Disassemble your circuit and gather all your components and parts. For my circuit, this is what I have:
1 x LilyPad microcontroller
1 x battery
1 x LED
1 x handmade switch
The handmade switch already has a place to live, I’ve decided to put that on the ball of hand previously through observing a high-five and deciding placement based on where a high-five is most likely to close it.
That leaves me with 4 components to figure out the placement of. The arrangement of components can be influenced by several things. Many will be based on choices you are making for the wearer on how they will experience your design, some are good wearable electronic circuit design practices.
From User POV
Below are topics pertaining to the user experience, with examples of how these topics apply.
- will the microcontroller inhibit wrist movement if I place it on the wrist?
- will the user be able to reach the button or see the LED?
Balance (with larger piece of fabric and heavy components)
- will the weight of my battery interfere with the drape of my fabric?
- does the arrangement fit my aesthetic standards and communicate what I need to the user?
When placing components, keep these things in mind as a good practice.
- Place your components so the pads that need to connect can access each other easily and without crossing too many other conductive paths.
- Figure out where the battery will go and how it will connect to the microcontroller, it can easy to forget about when developing the circuit while connected to the computer.
- Your power and ground lines between the battery and circuit want to be as short as possible if using conductive thread. Why? Because conductive thread has resistance and adds up over distance. Imagine if you have an LED connected to the battery, the battery is on your hip and the LED is on your ankle and they are connected by conductive thread. The battery is 3v and the LED is rated as needing 2.8 – 3 volts to operate. Some conductive thread has a resistance of 14 ohms per foot, let’s say you used a zigzag stitch down the leg, totaling about 4 feet of thread between the battery and LED. Four feet of the thread equals 56 ohms, the LED may be dimmed by this, or cause it to not light at all. This can also take away some current you will need for the rest of the circuit.
Draw in Circuit
Refer to the connections you recorded before you took everything off the alligator leads.
Start to draw in each connection.
Notice how the traces going from LED ground and power pin to the microcontroller pins are going within the boards ouline. This means the traces will be under the board.

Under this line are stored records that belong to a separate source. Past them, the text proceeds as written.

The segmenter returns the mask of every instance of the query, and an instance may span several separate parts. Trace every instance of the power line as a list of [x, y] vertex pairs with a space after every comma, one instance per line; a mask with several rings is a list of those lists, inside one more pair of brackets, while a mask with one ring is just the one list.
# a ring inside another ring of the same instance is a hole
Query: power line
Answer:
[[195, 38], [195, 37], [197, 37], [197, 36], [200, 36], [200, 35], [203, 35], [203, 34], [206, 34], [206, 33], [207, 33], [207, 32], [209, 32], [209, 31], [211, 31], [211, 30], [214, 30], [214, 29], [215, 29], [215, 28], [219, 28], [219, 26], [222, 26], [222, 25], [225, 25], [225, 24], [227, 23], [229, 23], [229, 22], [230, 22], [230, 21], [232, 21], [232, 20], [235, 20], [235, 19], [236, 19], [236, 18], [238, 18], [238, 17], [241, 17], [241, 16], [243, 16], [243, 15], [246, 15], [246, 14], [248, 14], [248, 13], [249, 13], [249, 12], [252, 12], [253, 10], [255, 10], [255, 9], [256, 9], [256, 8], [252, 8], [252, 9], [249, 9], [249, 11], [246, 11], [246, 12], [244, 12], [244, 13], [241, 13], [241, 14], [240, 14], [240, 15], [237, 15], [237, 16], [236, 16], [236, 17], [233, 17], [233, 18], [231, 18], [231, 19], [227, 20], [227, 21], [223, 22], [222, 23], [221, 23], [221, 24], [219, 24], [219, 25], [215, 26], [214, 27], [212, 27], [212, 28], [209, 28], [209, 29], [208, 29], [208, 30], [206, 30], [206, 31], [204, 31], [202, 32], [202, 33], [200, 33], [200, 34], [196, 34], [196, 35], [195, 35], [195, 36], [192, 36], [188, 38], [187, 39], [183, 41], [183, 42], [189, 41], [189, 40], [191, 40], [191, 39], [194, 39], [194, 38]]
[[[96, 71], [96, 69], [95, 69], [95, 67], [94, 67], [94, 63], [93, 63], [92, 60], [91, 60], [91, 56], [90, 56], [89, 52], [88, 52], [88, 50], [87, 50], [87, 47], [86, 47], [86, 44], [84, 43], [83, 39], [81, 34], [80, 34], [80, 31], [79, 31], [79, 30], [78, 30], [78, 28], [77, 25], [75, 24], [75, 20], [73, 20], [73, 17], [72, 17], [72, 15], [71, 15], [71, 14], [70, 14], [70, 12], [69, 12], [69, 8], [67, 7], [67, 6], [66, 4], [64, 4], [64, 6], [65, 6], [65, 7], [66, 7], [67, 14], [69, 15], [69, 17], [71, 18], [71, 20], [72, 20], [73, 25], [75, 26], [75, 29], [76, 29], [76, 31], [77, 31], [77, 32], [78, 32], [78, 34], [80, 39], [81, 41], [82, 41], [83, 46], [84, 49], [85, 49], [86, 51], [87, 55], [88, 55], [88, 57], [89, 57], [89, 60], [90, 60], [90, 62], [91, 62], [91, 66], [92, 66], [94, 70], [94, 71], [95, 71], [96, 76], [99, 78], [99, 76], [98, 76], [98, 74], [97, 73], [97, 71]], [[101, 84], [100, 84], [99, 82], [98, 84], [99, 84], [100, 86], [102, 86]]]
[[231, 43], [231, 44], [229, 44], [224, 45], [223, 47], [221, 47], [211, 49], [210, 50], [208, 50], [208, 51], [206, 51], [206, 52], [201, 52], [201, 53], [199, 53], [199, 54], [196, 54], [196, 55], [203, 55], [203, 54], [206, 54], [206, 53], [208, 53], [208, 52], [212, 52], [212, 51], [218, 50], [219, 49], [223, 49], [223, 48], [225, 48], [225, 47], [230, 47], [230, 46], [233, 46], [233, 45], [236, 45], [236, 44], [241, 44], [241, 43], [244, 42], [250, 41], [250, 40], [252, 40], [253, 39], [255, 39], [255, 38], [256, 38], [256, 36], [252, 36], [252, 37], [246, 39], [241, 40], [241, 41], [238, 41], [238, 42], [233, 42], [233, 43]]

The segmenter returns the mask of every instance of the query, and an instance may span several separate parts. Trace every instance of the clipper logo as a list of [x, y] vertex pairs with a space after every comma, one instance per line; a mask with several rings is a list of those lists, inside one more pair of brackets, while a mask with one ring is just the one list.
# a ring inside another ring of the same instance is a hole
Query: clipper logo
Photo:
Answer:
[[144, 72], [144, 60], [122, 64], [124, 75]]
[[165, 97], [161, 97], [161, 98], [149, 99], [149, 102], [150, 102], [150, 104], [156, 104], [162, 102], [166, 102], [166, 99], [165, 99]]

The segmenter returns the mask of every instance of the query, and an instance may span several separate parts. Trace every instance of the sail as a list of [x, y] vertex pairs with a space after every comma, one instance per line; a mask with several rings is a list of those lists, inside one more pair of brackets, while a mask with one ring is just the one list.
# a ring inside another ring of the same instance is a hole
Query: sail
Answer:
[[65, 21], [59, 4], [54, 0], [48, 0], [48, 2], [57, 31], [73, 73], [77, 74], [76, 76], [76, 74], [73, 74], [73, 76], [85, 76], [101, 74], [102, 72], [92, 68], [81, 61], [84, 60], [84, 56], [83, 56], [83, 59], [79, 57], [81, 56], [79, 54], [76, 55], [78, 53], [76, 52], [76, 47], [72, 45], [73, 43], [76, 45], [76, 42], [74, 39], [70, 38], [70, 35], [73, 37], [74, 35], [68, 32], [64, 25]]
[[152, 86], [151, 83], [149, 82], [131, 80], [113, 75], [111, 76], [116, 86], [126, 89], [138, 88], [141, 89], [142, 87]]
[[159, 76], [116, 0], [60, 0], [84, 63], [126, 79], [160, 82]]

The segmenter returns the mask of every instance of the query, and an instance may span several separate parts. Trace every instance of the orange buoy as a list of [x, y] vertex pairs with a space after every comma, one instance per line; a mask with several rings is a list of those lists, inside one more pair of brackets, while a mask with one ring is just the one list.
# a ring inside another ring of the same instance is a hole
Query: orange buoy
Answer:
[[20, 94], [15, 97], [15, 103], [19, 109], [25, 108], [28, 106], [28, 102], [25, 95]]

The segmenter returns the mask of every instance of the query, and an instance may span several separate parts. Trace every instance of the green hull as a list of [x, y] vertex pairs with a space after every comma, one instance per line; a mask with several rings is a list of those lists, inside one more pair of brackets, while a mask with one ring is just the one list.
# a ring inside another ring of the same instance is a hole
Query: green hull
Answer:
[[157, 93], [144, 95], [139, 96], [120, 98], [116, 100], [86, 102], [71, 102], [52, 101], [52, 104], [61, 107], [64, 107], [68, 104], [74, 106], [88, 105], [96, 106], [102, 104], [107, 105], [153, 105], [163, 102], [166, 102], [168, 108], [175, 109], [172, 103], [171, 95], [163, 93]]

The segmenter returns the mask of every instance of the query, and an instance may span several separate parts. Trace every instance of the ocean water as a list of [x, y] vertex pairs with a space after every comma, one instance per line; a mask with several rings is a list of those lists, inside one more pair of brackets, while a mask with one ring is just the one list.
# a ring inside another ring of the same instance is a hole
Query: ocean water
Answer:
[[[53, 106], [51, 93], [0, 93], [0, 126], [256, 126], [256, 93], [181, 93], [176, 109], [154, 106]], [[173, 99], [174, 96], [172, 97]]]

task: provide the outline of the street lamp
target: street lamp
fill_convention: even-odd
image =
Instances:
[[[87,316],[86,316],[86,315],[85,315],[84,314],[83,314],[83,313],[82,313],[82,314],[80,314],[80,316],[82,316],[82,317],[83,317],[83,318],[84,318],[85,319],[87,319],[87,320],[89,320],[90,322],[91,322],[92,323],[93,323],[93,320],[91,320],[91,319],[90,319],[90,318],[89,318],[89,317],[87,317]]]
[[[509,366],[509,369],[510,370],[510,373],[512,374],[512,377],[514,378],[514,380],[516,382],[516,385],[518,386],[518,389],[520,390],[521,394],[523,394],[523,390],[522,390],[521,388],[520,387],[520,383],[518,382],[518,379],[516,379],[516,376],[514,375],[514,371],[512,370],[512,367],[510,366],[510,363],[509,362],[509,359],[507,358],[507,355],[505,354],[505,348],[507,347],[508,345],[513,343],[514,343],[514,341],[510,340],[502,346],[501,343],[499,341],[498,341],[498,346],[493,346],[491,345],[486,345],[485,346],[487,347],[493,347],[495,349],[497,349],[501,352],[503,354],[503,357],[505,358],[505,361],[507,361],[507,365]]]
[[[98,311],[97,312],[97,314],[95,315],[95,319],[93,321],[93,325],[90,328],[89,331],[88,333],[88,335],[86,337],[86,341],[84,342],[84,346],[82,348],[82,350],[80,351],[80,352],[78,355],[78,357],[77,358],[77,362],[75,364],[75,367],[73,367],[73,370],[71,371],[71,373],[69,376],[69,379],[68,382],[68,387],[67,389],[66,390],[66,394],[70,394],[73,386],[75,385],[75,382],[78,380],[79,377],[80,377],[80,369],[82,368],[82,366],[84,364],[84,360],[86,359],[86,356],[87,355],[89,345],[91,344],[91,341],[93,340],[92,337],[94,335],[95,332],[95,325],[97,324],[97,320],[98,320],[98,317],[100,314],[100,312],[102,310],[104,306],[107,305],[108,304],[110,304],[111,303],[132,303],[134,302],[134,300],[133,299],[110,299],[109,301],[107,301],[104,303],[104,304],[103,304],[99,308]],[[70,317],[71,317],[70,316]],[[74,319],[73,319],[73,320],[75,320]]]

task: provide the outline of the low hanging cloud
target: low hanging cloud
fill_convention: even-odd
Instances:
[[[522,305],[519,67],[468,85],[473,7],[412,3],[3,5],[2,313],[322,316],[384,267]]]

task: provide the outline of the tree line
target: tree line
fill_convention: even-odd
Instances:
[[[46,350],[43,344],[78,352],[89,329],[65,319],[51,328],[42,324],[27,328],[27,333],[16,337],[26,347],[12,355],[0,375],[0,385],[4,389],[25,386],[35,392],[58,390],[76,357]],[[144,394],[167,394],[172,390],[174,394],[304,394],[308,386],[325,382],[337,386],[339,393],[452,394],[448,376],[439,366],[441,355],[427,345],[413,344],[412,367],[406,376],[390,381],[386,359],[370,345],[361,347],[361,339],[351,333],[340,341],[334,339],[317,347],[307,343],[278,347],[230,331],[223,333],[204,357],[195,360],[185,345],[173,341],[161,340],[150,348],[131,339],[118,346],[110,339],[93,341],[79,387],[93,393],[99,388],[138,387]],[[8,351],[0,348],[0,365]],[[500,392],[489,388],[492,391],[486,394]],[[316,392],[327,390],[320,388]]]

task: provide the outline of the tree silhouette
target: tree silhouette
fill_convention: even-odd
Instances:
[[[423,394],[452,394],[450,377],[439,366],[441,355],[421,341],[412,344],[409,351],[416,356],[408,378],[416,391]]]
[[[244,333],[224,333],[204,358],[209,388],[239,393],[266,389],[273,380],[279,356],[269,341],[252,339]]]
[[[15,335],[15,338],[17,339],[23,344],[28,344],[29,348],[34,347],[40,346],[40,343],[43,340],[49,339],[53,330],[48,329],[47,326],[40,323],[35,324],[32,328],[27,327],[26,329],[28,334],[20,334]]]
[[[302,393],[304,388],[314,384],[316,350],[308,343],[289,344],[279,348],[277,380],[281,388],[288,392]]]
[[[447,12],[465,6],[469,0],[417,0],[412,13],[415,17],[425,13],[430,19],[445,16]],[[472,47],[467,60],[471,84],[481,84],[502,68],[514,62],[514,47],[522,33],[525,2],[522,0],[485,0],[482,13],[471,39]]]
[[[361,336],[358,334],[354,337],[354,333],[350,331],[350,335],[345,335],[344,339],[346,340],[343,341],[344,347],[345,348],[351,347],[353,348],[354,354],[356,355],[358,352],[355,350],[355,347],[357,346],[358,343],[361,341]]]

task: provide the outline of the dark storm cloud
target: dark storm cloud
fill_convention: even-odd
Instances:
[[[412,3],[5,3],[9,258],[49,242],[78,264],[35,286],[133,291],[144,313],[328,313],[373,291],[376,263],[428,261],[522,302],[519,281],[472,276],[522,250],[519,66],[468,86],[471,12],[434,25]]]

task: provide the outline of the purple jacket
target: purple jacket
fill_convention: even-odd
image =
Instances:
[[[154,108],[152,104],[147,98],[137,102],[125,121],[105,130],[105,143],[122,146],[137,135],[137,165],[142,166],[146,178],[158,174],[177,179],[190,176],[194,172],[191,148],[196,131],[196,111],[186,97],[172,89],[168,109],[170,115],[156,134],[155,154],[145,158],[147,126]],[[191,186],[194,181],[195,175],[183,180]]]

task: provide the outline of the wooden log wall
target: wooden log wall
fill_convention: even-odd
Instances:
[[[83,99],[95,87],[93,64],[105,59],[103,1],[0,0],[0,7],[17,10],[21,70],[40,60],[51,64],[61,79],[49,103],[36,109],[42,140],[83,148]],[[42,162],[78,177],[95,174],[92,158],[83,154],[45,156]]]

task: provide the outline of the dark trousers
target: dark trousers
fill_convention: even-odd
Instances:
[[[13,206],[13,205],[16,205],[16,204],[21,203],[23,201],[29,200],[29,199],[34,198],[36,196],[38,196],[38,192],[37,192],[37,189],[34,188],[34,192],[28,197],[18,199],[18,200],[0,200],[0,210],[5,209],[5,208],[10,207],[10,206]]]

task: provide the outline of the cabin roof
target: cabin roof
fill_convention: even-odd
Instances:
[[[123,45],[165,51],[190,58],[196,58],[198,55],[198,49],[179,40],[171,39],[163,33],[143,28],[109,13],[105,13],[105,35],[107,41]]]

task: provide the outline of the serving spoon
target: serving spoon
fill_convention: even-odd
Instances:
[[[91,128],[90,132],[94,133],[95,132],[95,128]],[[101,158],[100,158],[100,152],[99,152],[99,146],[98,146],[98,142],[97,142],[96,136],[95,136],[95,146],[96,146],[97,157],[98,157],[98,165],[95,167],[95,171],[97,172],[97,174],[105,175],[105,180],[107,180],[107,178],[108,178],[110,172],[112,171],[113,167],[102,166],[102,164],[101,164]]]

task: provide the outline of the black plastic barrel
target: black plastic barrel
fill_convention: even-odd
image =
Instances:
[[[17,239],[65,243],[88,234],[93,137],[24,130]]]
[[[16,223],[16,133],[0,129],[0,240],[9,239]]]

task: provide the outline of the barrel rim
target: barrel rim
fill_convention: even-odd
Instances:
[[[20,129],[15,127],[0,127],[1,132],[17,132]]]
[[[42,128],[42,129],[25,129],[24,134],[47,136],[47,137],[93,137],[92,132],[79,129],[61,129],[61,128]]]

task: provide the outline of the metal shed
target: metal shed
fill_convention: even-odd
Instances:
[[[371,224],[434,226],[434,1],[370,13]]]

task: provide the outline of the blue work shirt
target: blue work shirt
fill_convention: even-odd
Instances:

Under the microcontroller or a component can offer you more real estate for your traces. Just beware of creating a short circuit. The conductive thread or fabric may touch two open metal spots on the bottom of the board, causing a short. Double check to see if there is danger of that before drawing and making your trace.
Build Circuit on Fabric
To build your circuit on fabric, you have a choice of some soft conductive materials. The two you will be choosing from are conductive thread and conductive fabric. The thread gets sewn into the fabric, the fabric get’s ironed on. Below you will see examples of a sewn conductive thread circuit.
Cut off tails and secure knots on the underside. Also, anywhere it will touch the skin, cover any exposed conductive thread, using more fabric or fusible interfacing. Skin is conductive too and gets even more so when a person perspires.
Use fabric glue on and around each knot to secure.